When launching the training, I get the following error:

Traceback (most recent call last):
  File "/home/maxime/Documents/classification/mmaction2/tools/train.py", line 143, in <module>
    main()
  File "/home/maxime/Documents/classification/mmaction2/tools/train.py", line 139, in main
    runner.train()
  File "/home/maxime/Documents/classification/.venv/lib/python3.10/site-packages/mmengine/runner/runner.py", line 1777, in train
    model = self.train_loop.run()  # type: ignore
  File "/home/maxime/Documents/classification/.venv/lib/python3.10/site-packages/mmengine/runner/loops.py", line 96, in run
    self.run_epoch()
  File "/home/maxime/Documents/classification/.venv/lib/python3.10/site-packages/mmengine/runner/loops.py", line 114, in run_epoch
    self.run_iter(idx, data_batch)
  File "/home/maxime/Documents/classification/.venv/lib/python3.10/site-packages/mmengine/runner/loops.py", line 130, in run_iter
    outputs = self.runner.model.train_step(
  File "/home/maxime/Documents/classification/.venv/lib/python3.10/site-packages/mmengine/model/base_model/base_model.py", line 118, in train_step
    losses = self._run_forward(data, mode='loss')  # type: ignore
  File "/home/maxime/Documents/classification/.venv/lib/python3.10/site-packages/mmengine/model/base_model/base_model.py", line 365, in _run_forward
    results = self(**data, mode=mode)
  File "/home/maxime/Documents/classification/.venv/lib/python3.10/site-packages/torch/nn/modules/module.py", line 1511, in _wrapped_call_impl
    return self._call_impl(*args, **kwargs)
  File "/home/maxime/Documents/classification/.venv/lib/python3.10/site-packages/torch/nn/modules/module.py", line 1520, in _call_impl
    return forward_call(*args, **kwargs)
  File "/home/maxime/Documents/classification/mmaction2/mmaction/models/recognizers/base.py", line 264, in forward
    return self.loss(inputs, data_samples, **kwargs)
  File "/home/maxime/Documents/classification/mmaction2/mmaction/models/recognizers/base.py", line 177, in loss
    loss_cls = self.cls_head.loss(feats, data_samples, **loss_kwargs)
  File "/home/maxime/Documents/classification/mmaction2/mmaction/models/heads/base.py", line 104, in loss
    return self.loss_by_feat(cls_scores, data_samples)
  File "/home/maxime/Documents/classification/mmaction2/mmaction/models/heads/base.py", line 136, in loss_by_feat
    top_k_acc = top_k_accuracy(
  File "/home/maxime/Documents/classification/mmaction2/mmaction/evaluation/functional/accuracy.py", line 148, in top_k_accuracy
    match_array = np.logical_or.reduce(max_k_preds == labels, axis=1)
ValueError: operands could not be broadcast together with shapes (12,5) (4,1,7)

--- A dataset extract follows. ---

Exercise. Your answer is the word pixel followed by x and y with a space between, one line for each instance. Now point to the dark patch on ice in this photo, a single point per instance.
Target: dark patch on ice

After some research, it appears it comes from num_clips=3. In the top_k_accuracy function, my inputs are of shape (12,7) and my ground truth is of size (4,7). It feels like the ground truth values are not updated regarding the num_clips parameter.

Reproduces the problem - code sample

No response

Reproduces the problem - command or script

No response

Reproduces the problem - error message

No response

Additional information

No response